Matthew Wimpelberg

Posted on Jun 8

Custom Metrics, Stress Testing, and Web Vitals, Going Beyond Basic Load Testing with k6

#tutorial #javascript #performance #testing

Part 3 of 4: Custom Metrics, Stress Testing, and Web Vitals — Going Beyond Basic Load Testing with k6

In part 2 I built a layered test suite against Google's Online Boutique on a homelab Kubernetes cluster. Smoke passed. The load test ran clean after fixing two bugs, a wrong assertion string on checkout and a missing await in the browser scenario. The load test summary showed p95 response times at 273ms, checkout success at 100%, and a CLS score of 0.117 nudging just over the 0.10 threshold.

That left three things unfinished. The stress test hadn't run. The CLS finding had no explanation. And the four custom metric types I'd defined in the scenarios deserved more than a passing mention.

This post runs the stress test, reads the results architecturally, explains what CLS 0.117 actually means and why HTTP testing would never have surfaced it, and walks through all four custom metric types with concrete examples of when each one is the right tool.
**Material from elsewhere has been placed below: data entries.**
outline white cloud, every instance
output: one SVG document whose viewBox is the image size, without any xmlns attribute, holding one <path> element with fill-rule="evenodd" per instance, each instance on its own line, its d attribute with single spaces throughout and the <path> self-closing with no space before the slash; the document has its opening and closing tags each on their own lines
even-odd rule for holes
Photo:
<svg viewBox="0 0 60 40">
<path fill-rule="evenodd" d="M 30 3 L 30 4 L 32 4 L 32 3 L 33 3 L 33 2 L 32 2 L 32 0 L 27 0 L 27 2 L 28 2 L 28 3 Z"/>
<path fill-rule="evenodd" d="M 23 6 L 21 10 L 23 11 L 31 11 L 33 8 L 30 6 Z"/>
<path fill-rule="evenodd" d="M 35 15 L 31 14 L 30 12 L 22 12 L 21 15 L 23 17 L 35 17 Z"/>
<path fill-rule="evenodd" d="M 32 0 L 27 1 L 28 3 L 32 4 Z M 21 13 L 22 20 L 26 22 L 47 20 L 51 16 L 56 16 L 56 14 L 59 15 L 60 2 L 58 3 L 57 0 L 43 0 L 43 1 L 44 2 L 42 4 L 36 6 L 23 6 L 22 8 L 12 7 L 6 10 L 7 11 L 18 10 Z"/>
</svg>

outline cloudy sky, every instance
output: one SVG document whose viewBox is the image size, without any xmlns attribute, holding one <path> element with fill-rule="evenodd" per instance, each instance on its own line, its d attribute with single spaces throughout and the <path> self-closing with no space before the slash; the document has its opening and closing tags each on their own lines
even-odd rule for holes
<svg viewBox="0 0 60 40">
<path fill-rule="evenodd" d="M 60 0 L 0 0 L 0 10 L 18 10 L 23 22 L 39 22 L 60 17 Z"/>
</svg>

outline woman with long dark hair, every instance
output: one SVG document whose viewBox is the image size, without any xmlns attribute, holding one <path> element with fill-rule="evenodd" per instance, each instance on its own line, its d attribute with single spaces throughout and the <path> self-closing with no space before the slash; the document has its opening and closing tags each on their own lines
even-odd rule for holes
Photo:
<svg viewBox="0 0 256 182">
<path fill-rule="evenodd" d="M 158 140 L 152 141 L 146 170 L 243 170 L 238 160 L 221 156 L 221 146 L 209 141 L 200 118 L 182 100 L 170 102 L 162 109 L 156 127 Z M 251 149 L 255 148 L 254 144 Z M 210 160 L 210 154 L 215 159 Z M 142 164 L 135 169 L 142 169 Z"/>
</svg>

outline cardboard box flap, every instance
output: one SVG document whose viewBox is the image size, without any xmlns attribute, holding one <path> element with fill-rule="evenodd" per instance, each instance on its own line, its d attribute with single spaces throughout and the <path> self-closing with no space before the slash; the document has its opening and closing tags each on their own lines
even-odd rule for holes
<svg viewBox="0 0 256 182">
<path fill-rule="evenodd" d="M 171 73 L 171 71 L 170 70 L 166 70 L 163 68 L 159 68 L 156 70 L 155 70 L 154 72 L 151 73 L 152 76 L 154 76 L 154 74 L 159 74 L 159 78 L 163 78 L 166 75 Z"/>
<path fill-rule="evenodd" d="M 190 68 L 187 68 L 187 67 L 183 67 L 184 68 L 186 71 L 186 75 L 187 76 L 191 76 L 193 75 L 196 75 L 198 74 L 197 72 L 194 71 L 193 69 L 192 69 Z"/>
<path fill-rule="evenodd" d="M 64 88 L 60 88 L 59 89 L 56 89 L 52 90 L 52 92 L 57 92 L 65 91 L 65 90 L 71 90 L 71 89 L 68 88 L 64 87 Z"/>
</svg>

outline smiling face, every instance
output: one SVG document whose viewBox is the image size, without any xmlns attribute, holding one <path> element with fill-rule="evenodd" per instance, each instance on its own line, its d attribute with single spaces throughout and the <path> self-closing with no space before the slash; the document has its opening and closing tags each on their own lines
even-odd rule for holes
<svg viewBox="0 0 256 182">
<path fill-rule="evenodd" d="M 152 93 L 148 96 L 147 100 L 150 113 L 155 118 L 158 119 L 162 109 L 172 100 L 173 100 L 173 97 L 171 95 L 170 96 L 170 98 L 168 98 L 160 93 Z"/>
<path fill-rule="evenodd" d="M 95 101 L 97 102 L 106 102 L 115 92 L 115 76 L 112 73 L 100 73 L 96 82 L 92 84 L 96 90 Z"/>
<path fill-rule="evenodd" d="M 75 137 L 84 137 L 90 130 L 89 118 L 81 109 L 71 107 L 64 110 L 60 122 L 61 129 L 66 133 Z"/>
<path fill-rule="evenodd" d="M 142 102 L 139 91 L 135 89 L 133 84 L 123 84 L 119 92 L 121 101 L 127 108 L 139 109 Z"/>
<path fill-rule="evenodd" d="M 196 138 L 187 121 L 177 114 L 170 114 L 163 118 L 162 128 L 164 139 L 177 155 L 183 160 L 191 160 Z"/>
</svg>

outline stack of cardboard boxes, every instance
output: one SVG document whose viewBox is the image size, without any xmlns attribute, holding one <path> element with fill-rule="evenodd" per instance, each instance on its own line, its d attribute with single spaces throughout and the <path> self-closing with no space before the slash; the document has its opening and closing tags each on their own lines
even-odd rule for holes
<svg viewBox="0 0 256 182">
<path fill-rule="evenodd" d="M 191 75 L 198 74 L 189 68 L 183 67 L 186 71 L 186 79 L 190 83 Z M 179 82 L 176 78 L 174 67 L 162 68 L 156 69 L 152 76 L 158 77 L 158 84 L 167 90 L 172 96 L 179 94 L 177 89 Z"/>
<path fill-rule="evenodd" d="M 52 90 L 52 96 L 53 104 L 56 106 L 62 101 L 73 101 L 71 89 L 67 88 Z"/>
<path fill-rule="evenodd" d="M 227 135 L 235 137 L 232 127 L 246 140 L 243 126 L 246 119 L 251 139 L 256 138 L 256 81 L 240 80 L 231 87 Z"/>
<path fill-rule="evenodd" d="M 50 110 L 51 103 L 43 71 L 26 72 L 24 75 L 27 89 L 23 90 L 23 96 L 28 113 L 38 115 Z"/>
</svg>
All the code is here: https://github.com/mwimpelberg28/k6-playground

Running the stress test

The stress config ramps VUs in stages, holds at peak, then ramps down. The goal isn't "break the app" it's find where degradation starts and understand the shape of it.
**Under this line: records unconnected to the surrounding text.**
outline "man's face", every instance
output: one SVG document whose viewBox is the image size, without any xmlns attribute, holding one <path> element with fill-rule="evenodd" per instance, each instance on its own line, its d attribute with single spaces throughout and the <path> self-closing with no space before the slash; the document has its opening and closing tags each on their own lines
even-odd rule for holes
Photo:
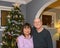
<svg viewBox="0 0 60 48">
<path fill-rule="evenodd" d="M 35 27 L 36 29 L 39 29 L 39 28 L 41 28 L 41 26 L 42 26 L 42 22 L 41 22 L 41 20 L 40 20 L 39 18 L 36 18 L 36 19 L 34 19 L 33 25 L 34 25 L 34 27 Z"/>
</svg>

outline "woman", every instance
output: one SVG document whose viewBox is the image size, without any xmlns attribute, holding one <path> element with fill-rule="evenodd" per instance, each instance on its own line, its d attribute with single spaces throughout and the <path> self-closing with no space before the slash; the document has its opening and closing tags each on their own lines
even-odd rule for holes
<svg viewBox="0 0 60 48">
<path fill-rule="evenodd" d="M 33 38 L 31 36 L 31 26 L 25 23 L 22 27 L 22 35 L 17 38 L 18 48 L 33 48 Z"/>
</svg>

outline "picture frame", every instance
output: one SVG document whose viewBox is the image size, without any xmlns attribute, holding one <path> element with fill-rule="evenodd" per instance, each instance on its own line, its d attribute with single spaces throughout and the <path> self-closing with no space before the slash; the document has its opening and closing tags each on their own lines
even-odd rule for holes
<svg viewBox="0 0 60 48">
<path fill-rule="evenodd" d="M 41 20 L 44 28 L 54 28 L 56 24 L 56 13 L 45 11 L 41 15 Z"/>
</svg>

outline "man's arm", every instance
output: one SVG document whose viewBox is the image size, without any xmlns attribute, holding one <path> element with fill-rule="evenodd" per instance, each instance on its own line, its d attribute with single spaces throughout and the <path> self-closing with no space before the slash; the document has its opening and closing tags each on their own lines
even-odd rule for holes
<svg viewBox="0 0 60 48">
<path fill-rule="evenodd" d="M 49 31 L 47 33 L 47 45 L 48 45 L 48 48 L 53 48 L 52 38 Z"/>
</svg>

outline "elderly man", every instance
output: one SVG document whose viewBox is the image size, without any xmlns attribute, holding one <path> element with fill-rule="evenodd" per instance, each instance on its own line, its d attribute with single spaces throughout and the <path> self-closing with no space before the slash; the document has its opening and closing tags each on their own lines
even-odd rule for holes
<svg viewBox="0 0 60 48">
<path fill-rule="evenodd" d="M 34 48 L 53 48 L 50 32 L 42 27 L 39 18 L 34 19 L 32 35 Z"/>
</svg>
// src/config/stress.config.json
{
  "scenarios": {
    "stress": {
      "executor": "ramping-vus",
      "exec": "stressFlow",
      "stages": [
        { "duration": "2m", "target": 50  },
        { "duration": "2m", "target": 100 },
        { "duration": "2m", "target": 150 },
        { "duration": "2m", "target": 100 },
        { "duration": "2m", "target": 0   }
      ],
      "gracefulStop": "30s"
    }
  },
  "thresholds": {
    "http_req_failed":                        ["rate<0.10"],
    "http_req_duration":                      ["p(95)<5000"],
    "group_duration{group:::homepage}":       ["avg<1000"],
    "group_duration{group:::browse product}": ["avg<2000"],
    "checks":                                 ["rate>0.70"]
  }
}

The thresholds are deliberately looser than the load test. Stress isn't about enforcing SLOs it's about observing where and how the system degrades before it hits a hard wall. A stress test that fails immediately at tight thresholds tells you nothing useful about the degradation curve.

npm run stress
# k6 run dist/test.main.js -e CONFIG_FILE=../src/config/stress.config.json

What the stress test showed

The homepage held through the full ramp. Browse product requests started accumulating failures around the 100 VU mark, and by 150 VUs the check pass rate for product pages had dropped noticeably while the homepage check pass rate stayed flat.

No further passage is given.